I worked hard to become a good educator when I taught medical students. My efforts were appreciated by a minority of students. Most gave me poor evaluations because I required students to thoroughly understand the subject matter, and I wrote tough tests. I gave up a few years ago. By my estimate, less than 10% of medical students appreciate good teaching. Most of the rest want only to memorize enough to pass easy tests and get diplomas.
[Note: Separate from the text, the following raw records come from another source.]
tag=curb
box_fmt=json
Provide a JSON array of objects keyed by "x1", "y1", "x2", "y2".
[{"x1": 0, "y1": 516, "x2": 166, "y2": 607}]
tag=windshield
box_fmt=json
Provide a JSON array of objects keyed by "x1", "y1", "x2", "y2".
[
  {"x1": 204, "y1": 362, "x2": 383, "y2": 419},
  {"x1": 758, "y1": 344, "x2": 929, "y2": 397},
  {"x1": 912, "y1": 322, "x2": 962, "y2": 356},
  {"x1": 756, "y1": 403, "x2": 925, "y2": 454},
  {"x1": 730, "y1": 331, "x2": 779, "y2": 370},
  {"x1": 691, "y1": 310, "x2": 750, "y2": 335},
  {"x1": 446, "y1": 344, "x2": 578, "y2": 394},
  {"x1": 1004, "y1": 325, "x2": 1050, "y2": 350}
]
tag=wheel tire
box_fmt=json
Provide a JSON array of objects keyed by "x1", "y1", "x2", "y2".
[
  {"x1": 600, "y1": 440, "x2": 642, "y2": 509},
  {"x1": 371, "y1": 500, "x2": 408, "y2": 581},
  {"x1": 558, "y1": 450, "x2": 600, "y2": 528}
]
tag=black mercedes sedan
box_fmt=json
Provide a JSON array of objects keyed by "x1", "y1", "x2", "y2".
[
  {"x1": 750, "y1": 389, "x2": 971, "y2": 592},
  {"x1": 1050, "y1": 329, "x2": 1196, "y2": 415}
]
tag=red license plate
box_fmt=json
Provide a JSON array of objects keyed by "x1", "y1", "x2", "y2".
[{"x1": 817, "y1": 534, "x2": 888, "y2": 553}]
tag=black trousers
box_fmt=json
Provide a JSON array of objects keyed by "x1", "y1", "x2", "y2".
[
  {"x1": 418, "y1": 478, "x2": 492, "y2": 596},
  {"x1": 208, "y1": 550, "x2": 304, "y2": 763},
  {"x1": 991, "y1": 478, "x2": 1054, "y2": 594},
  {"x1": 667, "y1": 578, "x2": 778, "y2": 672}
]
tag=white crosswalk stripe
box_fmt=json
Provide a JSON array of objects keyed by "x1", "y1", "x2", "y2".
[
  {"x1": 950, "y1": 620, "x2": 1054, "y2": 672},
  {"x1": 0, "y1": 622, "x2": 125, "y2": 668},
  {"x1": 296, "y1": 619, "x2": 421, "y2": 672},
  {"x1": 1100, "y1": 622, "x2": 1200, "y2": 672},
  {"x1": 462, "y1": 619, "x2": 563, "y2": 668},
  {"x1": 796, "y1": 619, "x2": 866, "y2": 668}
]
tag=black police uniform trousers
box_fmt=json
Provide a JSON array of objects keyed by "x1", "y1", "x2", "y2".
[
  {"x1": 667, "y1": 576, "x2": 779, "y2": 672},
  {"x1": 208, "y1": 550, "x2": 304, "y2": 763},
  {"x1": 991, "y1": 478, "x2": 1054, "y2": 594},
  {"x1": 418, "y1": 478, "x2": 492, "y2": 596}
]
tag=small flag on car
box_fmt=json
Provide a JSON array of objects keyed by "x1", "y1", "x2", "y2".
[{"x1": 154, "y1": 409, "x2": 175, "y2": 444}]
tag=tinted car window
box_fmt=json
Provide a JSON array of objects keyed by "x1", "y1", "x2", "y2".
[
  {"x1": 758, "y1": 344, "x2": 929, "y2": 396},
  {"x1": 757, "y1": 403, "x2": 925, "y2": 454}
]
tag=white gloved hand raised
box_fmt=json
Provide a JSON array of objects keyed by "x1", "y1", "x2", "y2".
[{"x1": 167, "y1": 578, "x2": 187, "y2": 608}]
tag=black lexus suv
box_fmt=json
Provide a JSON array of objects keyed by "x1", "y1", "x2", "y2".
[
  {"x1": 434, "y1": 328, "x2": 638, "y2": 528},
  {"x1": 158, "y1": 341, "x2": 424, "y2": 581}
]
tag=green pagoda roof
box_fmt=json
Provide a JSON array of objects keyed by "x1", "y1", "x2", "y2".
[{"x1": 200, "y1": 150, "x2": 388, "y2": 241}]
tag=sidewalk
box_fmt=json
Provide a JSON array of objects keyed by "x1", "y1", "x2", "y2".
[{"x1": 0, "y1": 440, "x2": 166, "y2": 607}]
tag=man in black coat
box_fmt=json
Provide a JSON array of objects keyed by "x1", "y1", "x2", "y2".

They don’t care if they learn enough to adequately practice medicine. (That’s why I won’t seek medical care from young physicians unless I know that they were in the “love to learn” group.)
RogC
Jul 18 2012 at 9:11pm
This appears to have become the norm instead of the exception. In interviewing developer & finance job candidates we always ask questions about what books they have read recently and which websites / forums are their favorites in the area being discussed. The results can be very disappointing as a large number of candidates seem to have no personal involvement with their field of study & work outside of specific assignments given to them.
Tom Addison
Jul 19 2012 at 3:12pm
I’m assuming that in order to dismiss Marx as you have done you must have read his ideas in the first place? Doesn’t this mean that we need people to read the “low standard” educational material in order to decide which is the more “meritable” stuff, which I’m assuming therefore is a merit in itself?